I know many lawyers and PhDs, having become friends with lawyers and been around PhDs for 5 years every day. The two think differently, and the programs are extremely different. Nobody holds your hand or structures your life within a PhD program, unlike law school. Every day is your own schedule and you have to create the program and research path you want to pursue. Furthermore, PhD programs can have an excessive amount of politics and bullshit to get your thesis proposal approved and to form your committee. 1/3 of my time was devoted to administrative / political / conference networking kind of BS that JDs just do not have to do in school.

by Anonymousreply 42December 5, 2018 4:35 AM

R11 Did you get yours? The question here is that you asserted “any maroon” but are you that maroon as well.

by Anonymousreply 43December 5, 2018 5:10 AM

The LSAT is not easy. The highest score I got on the practice test was a 165. I took the actual test three times, the third time I got a 162.

The LSAT is like a mental marathon. You wouldn’t run a marathon without running 3-4 miles a day for several months, and likewise, you shouldn’t take the LSAT without preparing regularly and doing plenty of practice tests.

In my case, the hard work practicing it paid off. I got a renewable $30,000 scholarship at my law school which is renewable every year as long as I stay out of the bottom 25% of the class.

by Anonymousreply 44December 5, 2018 5:17 AM

I would look at the culmination of both courses of work. The decisive stage in a PhD is defending your dissertation. The decisive phase in studying law isn’t being granted your JD, it’s passing the bar.

What percentage of people unsuccessfully defend their dissertation? What percentage of people fail the bar?

by Anonymousreply 45December 5, 2018 5:44 AM

The OED disagrees with r23

by Anonymousreply 46December 5, 2018 12:08 PM

Defending your dissertation is not the decisive stage r45, making it the point where you defend your dissertation is. The way it is supposed to work is that once you make it to that stage you are ready to defend and receive your PhD. If you aren't up to snuff you will have been removed in the years preceding that point.
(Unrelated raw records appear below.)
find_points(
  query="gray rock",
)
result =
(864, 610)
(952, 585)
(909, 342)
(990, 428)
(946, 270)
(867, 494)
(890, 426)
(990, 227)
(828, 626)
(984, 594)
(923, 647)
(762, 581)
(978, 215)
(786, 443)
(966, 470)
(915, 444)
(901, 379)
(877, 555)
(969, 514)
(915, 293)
by Anonymousreply 47December 5, 2018 2:51 PM

If we're strictly speaking on intellectual rigor, I'd have to say the JD (although it goes without saying that many PhD programs can be intellectually challenging well beyond a JD). In terms of work load, I'd definitely say the PhD. First off, there's a major distinction between getting a JD and doing well in a JD program. This problem is magnified by the fact that most, if not all, JD programs will grade on a very generous curve to get even the most bum-minded students through successfully in an effort to boost their public numbers; this makes the JD look easier than what it truly is. Most programs allow a path for challenged students to pass through (even in high ranked schools). Of course, these students generally don't succeed in the field (if they can even find a legal job at all) and move on to other fields. So despite the fact that the JD is intellectually tough, it's not uncommon to see people get through law school who, objectively speaking, don't have the intellectual stamina. Part of what makes the JD challenging to do well is that there are very few under graduate degrees that really prepare a JD student for the massive shift in thinking that the JD, and the legal field generally, requires. Most people don't realize how much they depend on assumptions, and the JD is essentially a three-year long course attempting (with varying success) to destroy that thinking habit. With that said, I know several PhD candidates who have had major challenges with their programs. And I am definitely not as familiar with the intellectual rigor required of a PhD student. Do any PhD candidates/possessors have any stories that would shed some light on the level of academic rigor required? I'd be interested in someone changing my views.